I start by using the Maintaining Biodiversity PowerPoint in which students view a series of images and are asked the same question for each: How do you think this picture demonstrates people helping to maintain biodiversity?
I have the students discuss each image with their lab group to develop their best response. I ask two or three lab groups to share their responses for each slide; however, I do not comment on their answers other than to prompt them for more information if needed to ensure understanding of their ideas. The goal of this, at this point, is to activate student thinking. We will revisit this same PowerPoint in the wrap-up when I will convey what is occurring in each photograph.
This video demonstrates how I used this PowerPoint to help students take their learning deeper so they are able to really show what they know within their final project.
Biodiversity and Importance of Biodiversity, both by cK-12, are the resources that I am providing students.
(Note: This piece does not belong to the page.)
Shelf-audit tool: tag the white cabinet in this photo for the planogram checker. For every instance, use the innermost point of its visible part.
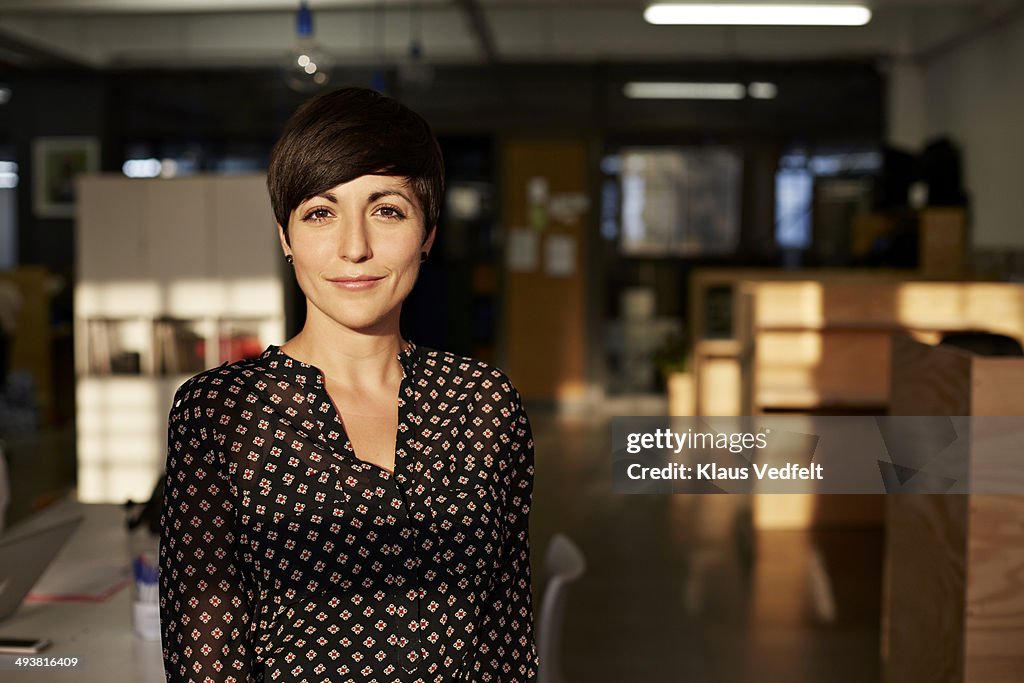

These web-based resources work best if your students have 1:1 devices (such as Chromebooks or tablets) but a computer lab is the next best thing. If online access is not available, the articles can be printed and the videos can be viewed as a whole class or assigned as homework.
My favorite aspects of the cK-12 resources are that the articles are easy for most students to read and they incorporate a lot of images and videos that elaborate on the written content. Additionally, teachers can customize the articles, adding their own questions, videos and diagrams as desired. If needed, there are resources such as tldr, a Google App or Rewordify -- both change reading levels or shorten articles but proof read them.
No matter how students access this information, I use the Note-taking Sheet to help students organize their information. The note-taking sheet is set up with three columns: headings from the reading, summary of information learned and questions/comments/connections. I have been working hard with students to develop their ability to "wonder" things again and I try to incorporate this into as many activities as possible. Students are familiar with 2 column notes from 7th grade, however it is still beneficial to model the strategy, as it is the first time we are using this method in class.
To model this I would select on of the articles (Biodiversity) and write the first heading. In this case it is not really a heading but rather an important term that is used to open the section: Biodiversity. I would then model how I read to pull out important information and how I put that into my own words in the chart. Then I demonstrate making I wonder statements or connections and again copy these ideas into my chart. I explain to students that while this method of note taking does take more time, it is worth it in the end because the learning is remembered longer because of how the information is processed at a deeper level. See the Modeling Example to see the information I used to show the students.
When students complete their note taking they are asked to complete the last section of information they need for their final project that requires the following:
The students will have 2-3 days to complete this as well as to put the finishing touches on their spider biodiversity project and get it ready to turn in for grading.
Now that students have had some time to develop their own ideas, I again go through the Maintaining Biodiversity PowerPoint. This time I explain what each image is showing and how it helps support and maintain biodiversity. The notes section of the PowerPoint has the information needed for each picture.